A further advantage of the device resides in its portability and its capability of operating wherever the user desires to use it -- i.e., its independence from a fixed energy source.
A further advantage of the device is the fact that it is capable of being operated at a faster rate than the prior art, electrically powered devices.
Yet a further advantage of the device is the fact that the extent of syringe needle penetration can be easily, accurately, and reliably varied.
Another advantage of the device is that the need for opening it up to inspect the operative component for dirt, wear, and damage due to other causes is lessened.

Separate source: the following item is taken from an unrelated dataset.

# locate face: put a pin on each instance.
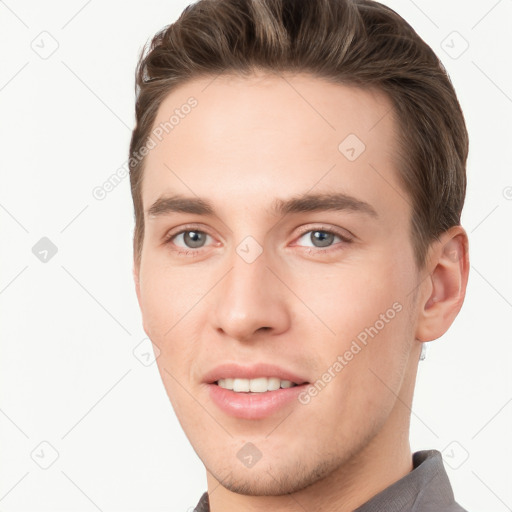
(246, 276)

Still another advantage of the device is that the syringe can be removed and replaced with extreme rapidity and that the syringe mounting mechanism is extremely simple to manufacture, sturdy in use, and unlikely to damage the syringe.
Yet another significant aspect of the invention is that pneumatic actuation of the syringe produces an audible signal which enables an operator to facilely discern when an injection is made.
Another advantage of the device is that the necessary adjustments of relative parts positions are few in number and easy to make.
Still another advantage of the device is that it insures accuracy of batch counts by automatically shutting down at the end of each batch until the device is reactivated.
Finally, it should be noted that, while the present invention has been illustrated by a detailed description of a preferred embodiment thereof, it will be obvious to those skilled in the art that various changes in form and detail can be made therein without departing from the true scope of the invention. For that reason, the invention must be measured by the claims appended hereto and not by the foregoing preferred embodiment.